Top 3 things on your bucket list?
To visit Scotland and Ireland has always been at the top of my list. I love the landscape and the language. Another thing on my list includes snorkeling with Manatees, and the ultimate experience would be in Belize. I’ve also always wanted to sail and go out on open water in a sailboat. I took an excursion once, the only day that the wind wasn’t blowing. The snorkeling was nice, but I want to experience real sailing.
How did you get the idea for this particular novel?
At the time when I first conceived of the idea, the market wasn’t saturated with paranormal books, and adult books about a girl learning magic weren’t that common. So, I wrote what I wanted to read. I also had an entirely separate idea about this house and its occupant who wasn’t able to leave the house. I’ve always loved old houses and have lived in a few. They have character, so old houses are a favorite topic for me. Over time, the two ideas merged, and it seemed like they had always been meant to be the same story.
What is your favorite scene in your new release?
I believe it’s the scene where Ben is trying to help Evie focus and learn to shift consciously rather than having the ability manifest only in her sleep. The scene is flirty, risky, and magical. I really enjoy talking about the philosophy behind the magic.
What are you working on now and when can we expect it to be available?
I am writing the sequel to When in Gnome, which is called No Place Like Gnome, and aiming for it to be available before the end of the year. I’m also finishing up a fairy tale for children, but it will be published under a different name in order to keep the age groups separate.
What do you like to do when you are not writing?

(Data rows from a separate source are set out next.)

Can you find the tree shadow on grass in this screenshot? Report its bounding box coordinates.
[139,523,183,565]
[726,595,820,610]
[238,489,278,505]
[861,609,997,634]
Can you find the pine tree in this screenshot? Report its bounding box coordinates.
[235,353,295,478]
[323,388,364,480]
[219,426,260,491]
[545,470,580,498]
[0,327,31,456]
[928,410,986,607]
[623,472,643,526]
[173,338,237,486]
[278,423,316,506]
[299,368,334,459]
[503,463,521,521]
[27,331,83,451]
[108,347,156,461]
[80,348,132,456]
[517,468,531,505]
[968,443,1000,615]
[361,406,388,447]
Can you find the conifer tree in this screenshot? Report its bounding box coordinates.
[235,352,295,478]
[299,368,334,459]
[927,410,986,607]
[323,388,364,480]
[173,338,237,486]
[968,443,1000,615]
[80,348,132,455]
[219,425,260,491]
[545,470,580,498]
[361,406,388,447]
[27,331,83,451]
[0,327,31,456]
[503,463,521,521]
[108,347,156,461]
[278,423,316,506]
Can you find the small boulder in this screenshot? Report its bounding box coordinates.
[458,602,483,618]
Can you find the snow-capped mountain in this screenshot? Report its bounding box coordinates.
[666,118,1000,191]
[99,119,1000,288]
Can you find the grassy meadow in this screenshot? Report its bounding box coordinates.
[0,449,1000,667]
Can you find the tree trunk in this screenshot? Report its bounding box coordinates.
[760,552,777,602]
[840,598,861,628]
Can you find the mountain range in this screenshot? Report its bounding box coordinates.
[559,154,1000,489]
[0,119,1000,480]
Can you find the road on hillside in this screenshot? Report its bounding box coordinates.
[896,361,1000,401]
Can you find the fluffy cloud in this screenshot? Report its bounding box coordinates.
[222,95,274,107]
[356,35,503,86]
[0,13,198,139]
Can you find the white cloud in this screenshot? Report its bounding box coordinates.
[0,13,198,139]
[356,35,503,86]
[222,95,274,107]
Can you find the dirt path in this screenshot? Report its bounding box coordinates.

Sleep is a favorite pastime. :) When I’m not at work or writing, I talk to friends or work on art. I stay pretty busy during the week with no time for TV, so I tend to binge-watch on weekends. I’ve watched the first two seasons of Mozart in the Jungle and Outlander. I’m about to start Game of Thrones. Sometimes I play video games, but I haven’t had much time for those lately. Or, I’m hanging out with family.
What is one interesting fact about you that readers don’t know?
When I was twelve, I rode my bike up to the local newspaper office and asked the editor to publish my partially written story. He was really nice, but he didn’t.
Emily Night grew up in a series of small towns in Mississippi. The youngest of four children, she dreamed of being a writer from the moment she wrote her first story in the fourth grade. At the age of twelve, she rode her bike up to the square of a small town and asked the editor to publish one of her stories. While the editor did not, he was very kind and encouraging. She graduated magna cum laude from Mississippi College and later obtained a Master's from Belhaven University. She prefers reading and writing fantasy because fantasy allows her to test the modern-day limits of what is possible.